- Location of Marion Township in Decatur County
- Coordinates: 39°14′30″N 85°27′09″W﻿ / ﻿39.24167°N 85.45250°W
- Country: United States
- State: Indiana
- County: Decatur

Government
- • Type: Indiana township

Area
- • Total: 55.54 sq mi (143.8 km^{2})
- • Land: 55.48 sq mi (143.7 km^{2})
- • Water: 0.06 sq mi (0.16 km^{2})
- Elevation: 906 ft (276 m)

Population (2020)
- • Total: 1,711
- • Density: 30.84/sq mi (11.91/km^{2})
- FIPS code: 18-46872
- GNIS feature ID: 453604

= Marion Township, Decatur County, Indiana =

Marion Township is one of nine townships in Decatur County, Indiana, United States.
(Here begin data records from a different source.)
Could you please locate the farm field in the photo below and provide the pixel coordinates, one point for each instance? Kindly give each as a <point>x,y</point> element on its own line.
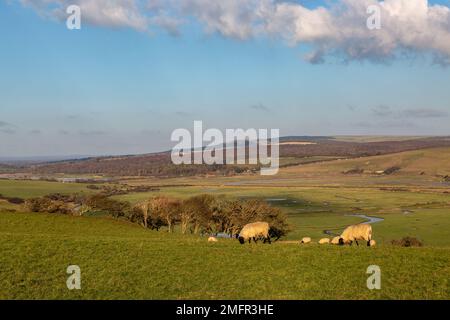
<point>122,260</point>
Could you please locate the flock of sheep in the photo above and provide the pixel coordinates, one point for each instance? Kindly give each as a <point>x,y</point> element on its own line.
<point>260,230</point>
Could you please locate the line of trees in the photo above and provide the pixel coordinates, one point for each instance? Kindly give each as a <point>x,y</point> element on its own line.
<point>200,214</point>
<point>208,214</point>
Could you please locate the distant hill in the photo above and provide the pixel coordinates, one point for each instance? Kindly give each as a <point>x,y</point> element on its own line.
<point>159,164</point>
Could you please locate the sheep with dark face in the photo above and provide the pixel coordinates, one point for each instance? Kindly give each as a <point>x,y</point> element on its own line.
<point>254,231</point>
<point>306,240</point>
<point>335,240</point>
<point>356,232</point>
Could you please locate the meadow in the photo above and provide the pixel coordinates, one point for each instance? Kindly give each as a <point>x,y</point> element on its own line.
<point>119,260</point>
<point>122,260</point>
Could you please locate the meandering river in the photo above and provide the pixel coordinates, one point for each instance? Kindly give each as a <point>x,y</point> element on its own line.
<point>369,220</point>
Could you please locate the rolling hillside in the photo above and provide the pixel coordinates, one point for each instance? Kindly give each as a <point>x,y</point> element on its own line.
<point>293,150</point>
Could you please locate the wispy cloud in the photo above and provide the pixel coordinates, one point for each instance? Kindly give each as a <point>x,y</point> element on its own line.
<point>7,128</point>
<point>5,124</point>
<point>183,113</point>
<point>339,29</point>
<point>423,113</point>
<point>260,107</point>
<point>92,133</point>
<point>382,111</point>
<point>7,131</point>
<point>419,113</point>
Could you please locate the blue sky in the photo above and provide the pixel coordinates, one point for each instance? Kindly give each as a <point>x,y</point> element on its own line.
<point>116,90</point>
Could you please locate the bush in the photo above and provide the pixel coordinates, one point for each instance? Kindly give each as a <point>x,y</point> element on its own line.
<point>407,242</point>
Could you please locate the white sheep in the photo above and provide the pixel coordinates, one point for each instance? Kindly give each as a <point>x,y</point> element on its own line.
<point>306,240</point>
<point>254,231</point>
<point>335,240</point>
<point>356,232</point>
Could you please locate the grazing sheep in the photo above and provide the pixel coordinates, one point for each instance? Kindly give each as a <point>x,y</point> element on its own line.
<point>254,231</point>
<point>356,232</point>
<point>306,240</point>
<point>335,240</point>
<point>212,239</point>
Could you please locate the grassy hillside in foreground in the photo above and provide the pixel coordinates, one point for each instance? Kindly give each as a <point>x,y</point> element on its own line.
<point>119,260</point>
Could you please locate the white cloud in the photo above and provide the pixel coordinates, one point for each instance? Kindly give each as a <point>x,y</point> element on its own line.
<point>407,26</point>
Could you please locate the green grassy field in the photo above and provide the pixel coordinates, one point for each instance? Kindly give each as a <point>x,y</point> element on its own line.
<point>29,189</point>
<point>120,260</point>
As of the 2020 census, its population was 1,711 (up from 1,638 at 2010) and it contained 674 housing units.

Historical population
| Census | Pop. | Note | %± |
| 1890 | 2,038 |  | — |
| 1900 | 1,794 |  | −12.0% |
| 1910 | 1,670 |  | −6.9% |
| 1920 | 1,507 |  | −9.8% |
| 1930 | 1,331 |  | −11.7% |
| 1940 | 1,443 |  | 8.4% |
| 1950 | 1,359 |  | −5.8% |
| 1960 | 1,409 |  | 3.7% |
| 1970 | 1,612 |  | 14.4% |
| 1980 | 1,651 |  | 2.4% |
| 1990 | 1,653 |  | 0.1% |
| 2000 | 1,637 |  | −1.0% |
| 2010 | 1,638 |  | 0.1% |
| 2020 | 1,711 |  | 4.5% |
Source: US Decennial Census

==History==
Marion Township was organized in 1831.

==Geography==
According to the 2010 census, the township has a total area of 55.54 sqmi, of which 55.48 sqmi (or 99.89%) is land and 0.06 sqmi (or 0.11%) is water.

===Cities and towns===
- Millhousen

===Unincorporated towns===
- Slabtown
(This list is based on USGS data and may include former settlements.)

===Adjacent townships===
- Washington Township (north)
- Salt Creek Township (northeast)
- Jackson Township, Ripley County (southeast)
- Columbia Township, Jennings County (south)
- Sand Creek Township (west)

===Major highways===
- U.S. Route 421

===Cemeteries===
The township contains four cemeteries: Antioch, Burks Chapel, Mount Pleasant, and Immaculate Conception Catholic Cemetery.